Ménélas découvrit des charmes dans Hélène,

!! Qu’avant qu’être à Pâris la belle n’avait pas.

Que, socialement parlant, l’action de Diderot représente assez peu de chose, je n’en disconviens pas ; le philosophe à peine compte, mais en revanche l’homme de lettres est un titan, disons aussi le virtuose, puisque nous sommes sur un chapitre de variations et de fantaisies. Parcourons le roman.

La forme du récit offre tout d’abord à l’auteur ses coudées franches ; avantage que Diderot ne perd jamais de vue. Il s’agit d’un manuscrit contenant l’histoire de sœur Suzanne et que la religieuse échappée du cloître communique à son protecteur, le marquis de Croismare.
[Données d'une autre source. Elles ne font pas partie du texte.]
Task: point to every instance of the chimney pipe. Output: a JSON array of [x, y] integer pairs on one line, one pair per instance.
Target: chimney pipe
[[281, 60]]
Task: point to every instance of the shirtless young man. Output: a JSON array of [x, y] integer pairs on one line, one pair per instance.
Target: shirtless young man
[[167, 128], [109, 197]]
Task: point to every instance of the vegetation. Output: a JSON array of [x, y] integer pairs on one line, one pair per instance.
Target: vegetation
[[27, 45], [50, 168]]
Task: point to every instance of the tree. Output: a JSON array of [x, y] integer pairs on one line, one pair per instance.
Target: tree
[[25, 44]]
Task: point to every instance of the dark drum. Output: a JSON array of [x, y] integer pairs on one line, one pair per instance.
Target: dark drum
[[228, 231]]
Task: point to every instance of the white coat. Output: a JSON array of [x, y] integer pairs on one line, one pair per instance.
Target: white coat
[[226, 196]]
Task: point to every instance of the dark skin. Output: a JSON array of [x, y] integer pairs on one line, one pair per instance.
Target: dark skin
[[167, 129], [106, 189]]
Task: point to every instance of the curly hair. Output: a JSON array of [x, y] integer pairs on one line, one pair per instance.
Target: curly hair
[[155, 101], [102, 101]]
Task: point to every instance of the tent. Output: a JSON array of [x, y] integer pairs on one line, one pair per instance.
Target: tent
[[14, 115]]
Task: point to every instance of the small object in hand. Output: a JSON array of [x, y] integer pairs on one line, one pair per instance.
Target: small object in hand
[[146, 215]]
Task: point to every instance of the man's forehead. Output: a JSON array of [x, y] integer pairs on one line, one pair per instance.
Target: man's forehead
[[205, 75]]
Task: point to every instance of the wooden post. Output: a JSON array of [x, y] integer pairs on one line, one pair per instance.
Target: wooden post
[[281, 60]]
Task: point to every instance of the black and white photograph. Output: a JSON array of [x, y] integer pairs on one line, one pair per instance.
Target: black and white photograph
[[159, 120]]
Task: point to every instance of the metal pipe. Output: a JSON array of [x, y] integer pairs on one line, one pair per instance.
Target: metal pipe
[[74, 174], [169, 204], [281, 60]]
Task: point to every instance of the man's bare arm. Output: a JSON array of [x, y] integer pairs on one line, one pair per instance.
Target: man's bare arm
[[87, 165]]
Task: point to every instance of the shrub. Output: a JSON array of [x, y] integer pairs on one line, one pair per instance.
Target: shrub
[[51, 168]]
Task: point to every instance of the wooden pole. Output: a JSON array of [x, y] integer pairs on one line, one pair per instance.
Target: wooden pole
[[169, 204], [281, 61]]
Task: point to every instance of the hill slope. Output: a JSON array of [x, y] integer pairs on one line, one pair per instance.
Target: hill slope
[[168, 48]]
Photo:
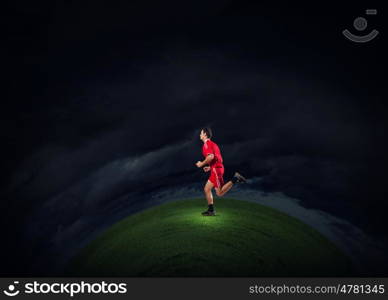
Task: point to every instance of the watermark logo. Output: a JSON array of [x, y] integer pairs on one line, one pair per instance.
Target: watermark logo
[[69, 288], [12, 291], [361, 24]]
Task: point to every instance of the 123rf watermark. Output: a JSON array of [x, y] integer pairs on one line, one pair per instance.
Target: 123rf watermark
[[71, 289]]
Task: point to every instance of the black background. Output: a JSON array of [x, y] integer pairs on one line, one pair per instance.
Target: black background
[[294, 102]]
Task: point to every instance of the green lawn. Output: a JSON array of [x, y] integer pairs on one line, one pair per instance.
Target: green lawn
[[244, 239]]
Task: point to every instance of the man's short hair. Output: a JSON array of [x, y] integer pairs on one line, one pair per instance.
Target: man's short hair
[[207, 131]]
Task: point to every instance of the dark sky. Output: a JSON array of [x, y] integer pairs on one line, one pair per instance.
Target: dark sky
[[104, 102]]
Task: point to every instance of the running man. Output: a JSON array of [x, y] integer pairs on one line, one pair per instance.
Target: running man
[[213, 164]]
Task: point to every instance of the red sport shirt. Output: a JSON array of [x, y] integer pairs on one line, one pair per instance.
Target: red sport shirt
[[216, 166]]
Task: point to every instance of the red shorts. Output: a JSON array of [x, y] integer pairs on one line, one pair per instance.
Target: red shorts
[[217, 176]]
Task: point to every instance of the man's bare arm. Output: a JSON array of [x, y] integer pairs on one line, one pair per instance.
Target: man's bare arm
[[208, 159]]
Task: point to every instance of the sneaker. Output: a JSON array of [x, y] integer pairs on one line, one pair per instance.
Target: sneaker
[[209, 213], [240, 178]]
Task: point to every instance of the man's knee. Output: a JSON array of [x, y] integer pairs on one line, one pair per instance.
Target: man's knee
[[219, 193]]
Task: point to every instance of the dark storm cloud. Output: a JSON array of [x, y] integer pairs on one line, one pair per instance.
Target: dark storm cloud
[[123, 127]]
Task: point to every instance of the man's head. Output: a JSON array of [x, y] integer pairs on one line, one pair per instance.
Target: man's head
[[206, 133]]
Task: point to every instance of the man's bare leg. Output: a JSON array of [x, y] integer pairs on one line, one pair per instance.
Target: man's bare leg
[[224, 189], [208, 192]]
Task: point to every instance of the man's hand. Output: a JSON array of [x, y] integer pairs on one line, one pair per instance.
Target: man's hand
[[199, 164]]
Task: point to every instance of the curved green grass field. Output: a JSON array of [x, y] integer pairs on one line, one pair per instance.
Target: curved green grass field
[[244, 239]]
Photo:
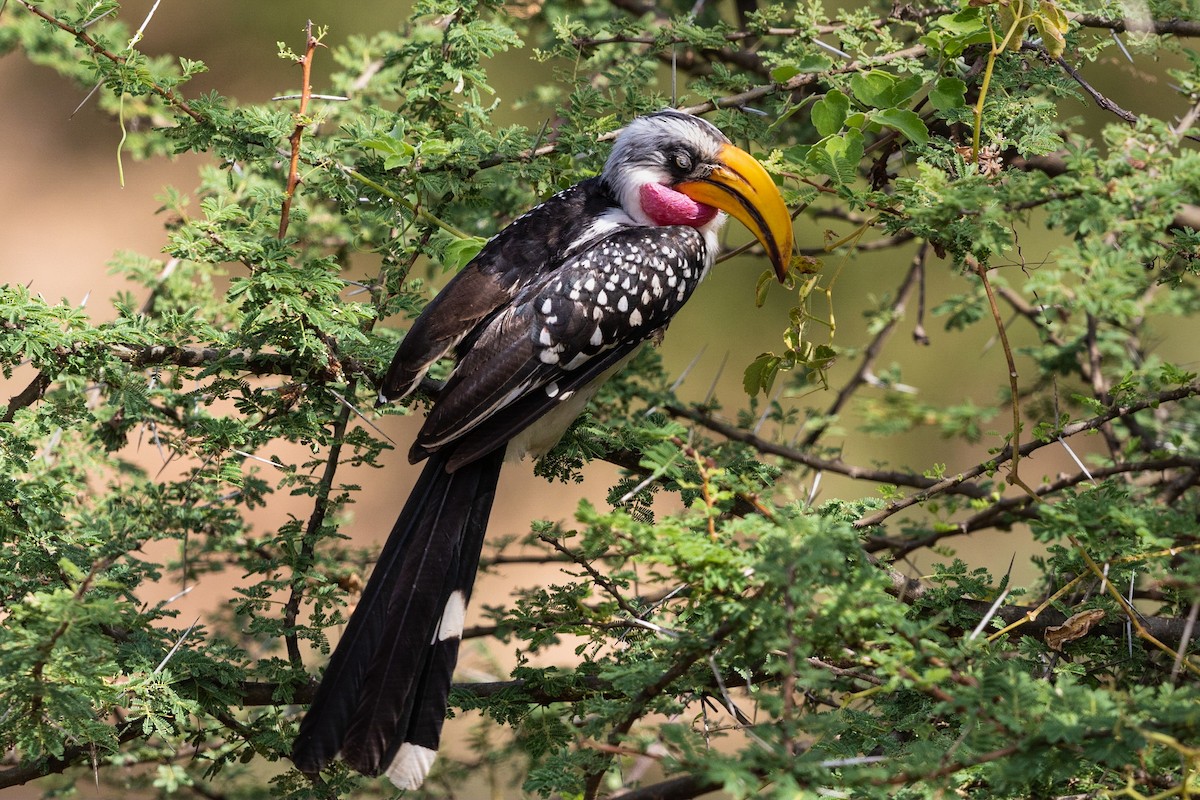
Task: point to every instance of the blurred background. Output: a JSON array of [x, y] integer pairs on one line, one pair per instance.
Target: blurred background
[[59, 162]]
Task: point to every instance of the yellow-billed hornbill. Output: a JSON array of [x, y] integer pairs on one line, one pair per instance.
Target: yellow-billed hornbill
[[550, 308]]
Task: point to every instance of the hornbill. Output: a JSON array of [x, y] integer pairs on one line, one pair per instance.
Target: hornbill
[[550, 308]]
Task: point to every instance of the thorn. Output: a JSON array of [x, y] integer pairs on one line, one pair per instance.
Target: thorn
[[717, 378], [265, 461], [987, 618], [175, 648], [361, 416], [1075, 458], [1116, 37], [833, 49]]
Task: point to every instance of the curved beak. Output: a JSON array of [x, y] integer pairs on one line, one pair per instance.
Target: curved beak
[[742, 187]]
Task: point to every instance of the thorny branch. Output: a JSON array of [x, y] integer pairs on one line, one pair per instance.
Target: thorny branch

Un intérieur de famille bourgeoise ruinée, le couvent de Sainte-Marie, l’abbaye de Longchamps et le cloître de Sainte-Eutrope à Arpajon, tels sont les tableaux qui nous passent sous les yeux : petit monde, mais étudié dans ses recoins les plus secrets, le tableau de genre et le tableau d’église, le parloir avec ses commérages et ses intrigues, la cellule aux hallucinations nocturnes, près de la chapelle à l’autel flamboyant de cierges et chargé de fleurs, la prise de voile, et Longchamps avec ses cantiques si recherchés des belles dames coureuses de rendez-vous galans, la Tentation de saint Antoine et Vert-Vert, Breughel et Watteau ; bref, le pathétique, le ridicule, le joli, le charmant et l’odieux de cet incomparable « tout Paris » du rococo. Le cloître en contact incessant avec le siècle, en répercutant les échos, suant l’ambre et le musc par ses murailles saturées d’encens, et nonobstant toujours le cloître. La cruauté s’y mêle aux convoitises ; toutes ces mignonnes créatures se haïssent et n’ont entre elles de commun que leur impatience de l’horrible tyrannie qui les opprime. Comment s’affranchir de ce joug ? d’où leur viendra la délivrance ? L’une va s’enivrant de mysticisme ; l’autre, silencieuse, pensive à l’écart, se déprave.